Really interesting article (.pdf) on how money does and doesn't lead to happiness.
“Does money buy happiness?” Considerable evidence suggests that if we use an increase in our incomes, as many of us do, simply to buy bigger houses and more expensive cars, then we do not end up any happier than before. But if we use an increase in our incomes to buy more of certain inconspicuous goods–such as freedom from a long commute or a stressful job–then the evidence paints a very different picture. The less we spend on conspicuous consumption goods, the better we can afford to alleviate congestion; and the more time we can devote to family and friends, to exercise, sleep, travel, and other restorative activities. On the best available evidence, reallocating our time and money in these and similar ways would result in healthier, longer and happier lives.So then why do people spend their money on things that don't bring them happiness rather than those that do?

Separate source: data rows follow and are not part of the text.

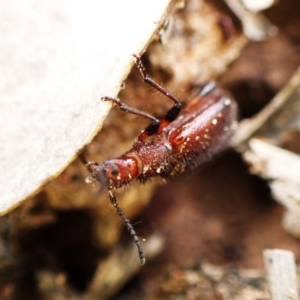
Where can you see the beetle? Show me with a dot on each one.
(183, 140)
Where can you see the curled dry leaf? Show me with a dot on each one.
(57, 59)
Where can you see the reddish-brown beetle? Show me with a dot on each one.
(181, 141)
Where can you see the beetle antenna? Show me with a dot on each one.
(130, 228)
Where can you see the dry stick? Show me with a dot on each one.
(281, 273)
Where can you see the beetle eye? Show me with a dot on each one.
(113, 168)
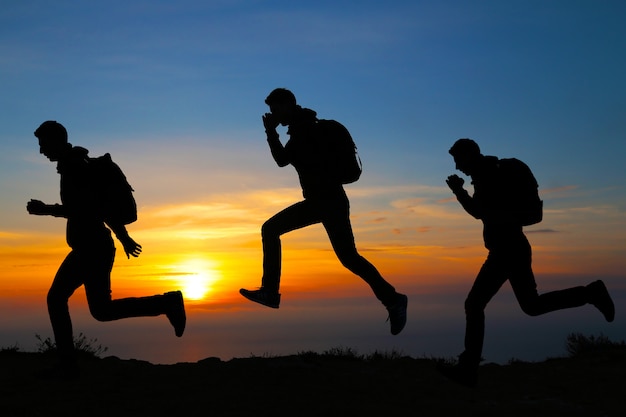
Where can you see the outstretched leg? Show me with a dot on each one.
(104, 308)
(65, 282)
(336, 221)
(294, 217)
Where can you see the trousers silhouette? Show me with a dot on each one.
(512, 262)
(91, 267)
(334, 215)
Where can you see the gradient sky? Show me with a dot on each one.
(175, 92)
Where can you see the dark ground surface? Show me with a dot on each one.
(312, 385)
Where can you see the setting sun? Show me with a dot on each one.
(197, 276)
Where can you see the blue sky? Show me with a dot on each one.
(175, 90)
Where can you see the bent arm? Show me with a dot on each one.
(39, 208)
(131, 248)
(278, 150)
(468, 203)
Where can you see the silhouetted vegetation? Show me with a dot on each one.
(84, 347)
(578, 345)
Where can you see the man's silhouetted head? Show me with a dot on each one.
(466, 154)
(282, 105)
(52, 140)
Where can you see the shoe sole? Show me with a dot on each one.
(405, 304)
(248, 297)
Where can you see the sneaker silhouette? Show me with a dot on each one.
(262, 296)
(397, 313)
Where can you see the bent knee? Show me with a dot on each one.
(100, 313)
(531, 309)
(473, 307)
(268, 229)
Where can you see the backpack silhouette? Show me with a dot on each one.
(114, 193)
(520, 191)
(345, 161)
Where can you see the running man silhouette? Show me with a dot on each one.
(325, 202)
(90, 260)
(509, 256)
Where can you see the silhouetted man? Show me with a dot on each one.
(90, 260)
(495, 203)
(325, 202)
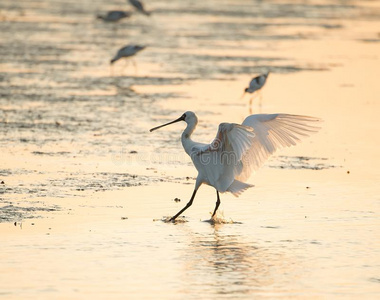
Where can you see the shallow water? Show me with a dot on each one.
(85, 185)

The evidence thus suggests that if income affects happiness, it is relative, not absolute, income that matters.We are in an arms race with others for a relative advantage is material goods which leads to happiness. Unfortunately, we also end up canceling out our happiness when everyone buys larger houses and bigger cars. If we instead spent our money on things like reducing traffic and lowering pollution, happiness would be increased for all.
As even the most ardent free market economists have long recognized, the invisible hand cannot be expected to deliver the greatest good for all in cases in which each individual’s well-being depends on the actions taken by others with whom he does not interact directly.

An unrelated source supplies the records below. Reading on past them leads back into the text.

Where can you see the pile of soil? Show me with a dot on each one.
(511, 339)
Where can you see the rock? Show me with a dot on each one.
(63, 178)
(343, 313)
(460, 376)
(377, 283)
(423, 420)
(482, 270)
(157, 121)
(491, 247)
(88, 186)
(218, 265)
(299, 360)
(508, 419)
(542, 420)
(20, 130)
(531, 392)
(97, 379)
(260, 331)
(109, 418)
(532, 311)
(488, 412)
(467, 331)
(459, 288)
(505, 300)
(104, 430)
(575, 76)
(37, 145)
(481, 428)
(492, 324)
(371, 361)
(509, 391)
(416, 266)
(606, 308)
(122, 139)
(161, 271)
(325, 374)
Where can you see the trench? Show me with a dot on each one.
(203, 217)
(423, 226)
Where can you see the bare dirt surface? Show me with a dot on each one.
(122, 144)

Many important rewards in life: access to the best schools, to the most desirable mates, and even, in times of famine, to the food needed for survival depend critically on how the choices we make compare to the choices made by others.
Yet when all spend more on heavier cars and more finely tailored suits, the results tend to be mutually offsetting, just as when all nations spend more on armaments. Spending less on bombs or on personal consumption frees up money for other pressing uses, but only if everyone does it.